Learning to fix flat tires made me one of the guys—and a stronger, more confident woman.
I hadn’t intended to end up here.
College graduation loomed, and I was trying to make some extra cash before the icy plunge into the cruel world of “real” job hunting. In my small college town of Laramie, Wyoming, that meant walking around the block and stopping at the local camera shop, outdoor clothing store, and coffeehouse. As I slinked past the bike shop, I saw a few friends through the window, beckoning me inside. My stalled job hunt inspired them to persuade the owner I’d be a good fit; he needed someone to do inventory, sweep floors, and sell gear. Just like that, I had a job—one that, to me, sounded like any other retail position.
I wore a white T-shirt on my first day. By midday it was grimy and streaked with grease. A mere four hours in, I realized I’d made a mistake. Here I was, a petite 21-year-old blonde looking like a fool in the midst of a tight-knit group of guys who’d been working on bikes for half their lives. Every one of them wore a dark mechanic’s shirt.
Soon after I started—having mastered the floors—I began learning how to be a “wrench.” Where my co-workers could pop a tire off of a wheel in 30 seconds or less, it took me 20 minutes of pinched fingers and a whole lot of cussing. I became an easy target for my fellow mechanics. They filled a busted tube with baby powder that exploded in my face as I checked it for holes. They teased me, tested me, and snickered at my cut-up hands. More than once I felt the urge to quit. I’d try to hand off a project that was tormenting me, but my fellow mechanics shot back: “Be smarter than the machine.” Not only was my strength in question, but now my smarts were, too? That was it. I was going to learn to fix a flat, and I was going to do it just as well as the guys.
My smooth hands soon developed the rough, calloused feel of a bike mechanic—as did my attitude. When a co-worker lit a bottle rocket in the bathroom I was in—true story—I greased the handles of all his tools. But my real test came three weeks in when a burly, six-foot-two man walked through the door. He needed a flat tire fixed, and I was the only one around. I watched his eyes look past me, desperately seeking anyone else. “I’ll wait for a real mechanic,” he said. “This one may be a little too tough for you.” I persuaded him to let me give it a try. With a few wiggles, off popped the tire—30 seconds flat. I couldn’t help but smirk.
Two years later, I left the shop with an unintentional education.
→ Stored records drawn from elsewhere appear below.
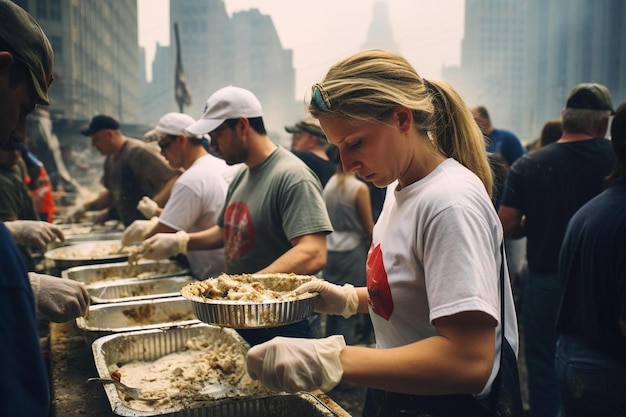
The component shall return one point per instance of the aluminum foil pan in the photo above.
(89, 274)
(148, 345)
(155, 313)
(134, 289)
(87, 253)
(239, 314)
A hint of smugness, which all true bicycle mechanics possess, had rubbed off and changed me. I started at the bike shop as a timid girl, scared to do the wrong thing and wanting someone else to take the hard jobs. Now, faced with an arduous task, I tackle it dead on (or at least give it a fair shot). When doubt and frustration creep in,
I give myself an internal jab: Be smarter than the machine. And that white T-shirt? I traded it in for a button-up mechanic’s shirt, covered in grease—with my name on it.